Na quarta-feira da semana que vem, o Corinthians inicia sua participação na Copa Libertadores da América, contra o Once Caldas, da Colômbia, na Arena Corinthians. Impossível não lembrar que a última estreia alvinegra na competição sul-americana foi marcada por uma grande tragédia. Há dois anos, no dia 20 de fevereiro, o jovem boliviano Kevin Spada, de 14 anos, foi assassinado com um tiro de sinalizador, disparado por um integrante da torcida do Corinthians, no jogo contra o San Jose, da Bolívia. Doze torcedores acabaram presos e ficaram detidos na Bolívia – um grupo de sete torcedores foi solto em junho de 2013, enquanto os cinco restantes aguardaram mais dois meses no Centro Penitenciário de San Pedro, em Oruro, até serem libertados. O menor H.A.M., então com 17 anos, assumiu a autoria do disparo do rojão que matou Kevin assim que desembarcou em São Paulo. Houve na época forte suspeita de que o menor seria apenas um “laranja” para encobrir o verdadeiro autor do disparo. Outros dois torcedores foram identificados pela polícia boliviana como autores do disparo. As últimas notícias de H. haviam sido publicadas pelo portal iG Esporte em 19 de fevereiro de 2014. Como deixara de ser menor de idade, a reportagem publicou o nome completo do rapaz pela primeira vez: Helder Alves Martins. O texto dizia que o rapaz estava afastado dos Gaviões da Fiel (os sócios teriam raiva daquilo que ele fez) e que ele estava ganhando um salário mínimo num emprego registrado na rede de cinemas Cinemark.

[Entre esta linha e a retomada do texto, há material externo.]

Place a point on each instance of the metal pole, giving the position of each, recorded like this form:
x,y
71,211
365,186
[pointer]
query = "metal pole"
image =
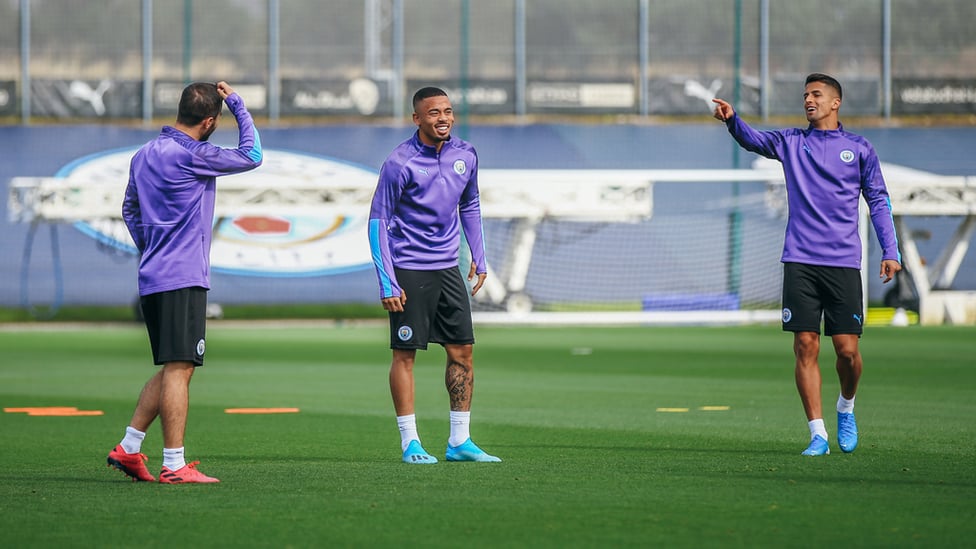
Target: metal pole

Hoje, a seis meses de completar 20 anos, Helder está de volta à torcida. E não apenas como um torcedor qualquer. Ele ganhou o comando do Departamento de Bandeiras e lidera um grupo de oito garotos, de 14 a 18 anos, que o auxilia nos cuidados com o chamado “patrimônio” da instituição. As bandeiras ficam numa pequena sala no fundo da quadra da torcida organizada Gaviões da Fiel. O repórter Lucas Paschoal, do Blog do Curioso, passou a tarde da última quinta-feira anonimamente na quadra da torcida. Conversou com sócios e com o próprio Helder. “Ele ainda tem cara de menino. Foge totalmente daquele esteriótipo de pessoa truculenta”, descreve Lucas. “É um jovem tranquilo, que fala baixo e pausadamente. Tem uma feição serena, anda devagar, trata todo mundo com respeito e simpatia, além de ter um bom papo”.
Em fevereiro de 2013, Helder embarcou na caravana que mudaria sua vida. Pagou 200 reais por um lugar no ônibus que levaria os torcedores organizados até Oruro, pequena cidade a 196 km da capital boliviana La Paz. A mãe de Helder, costureira, declarou na ocasião que o filho não tinha emprego, apenas estudava. Não foi a primeira caravana de Helder com os Gaviões. Em 2012, ele assistiu à primeira partida final da Libertadores, contra o Boca Juniors, no Estádio La Bombonera, em Buenos Aires. “Caravana é a melhor coisa que tem”, afirma Helder. “Já fui para Argentina, Paraguai, Rio de Janeiro, Ceará. Se não fossem as caravanas, eu não teria conhecido quase o Brasil inteiro. O lugar mais bonito que já fui foram as Cataratas [do Iguaçu].” Entre os destinos citados, Helder não disse, em momento algum, que havia ido à Bolívia.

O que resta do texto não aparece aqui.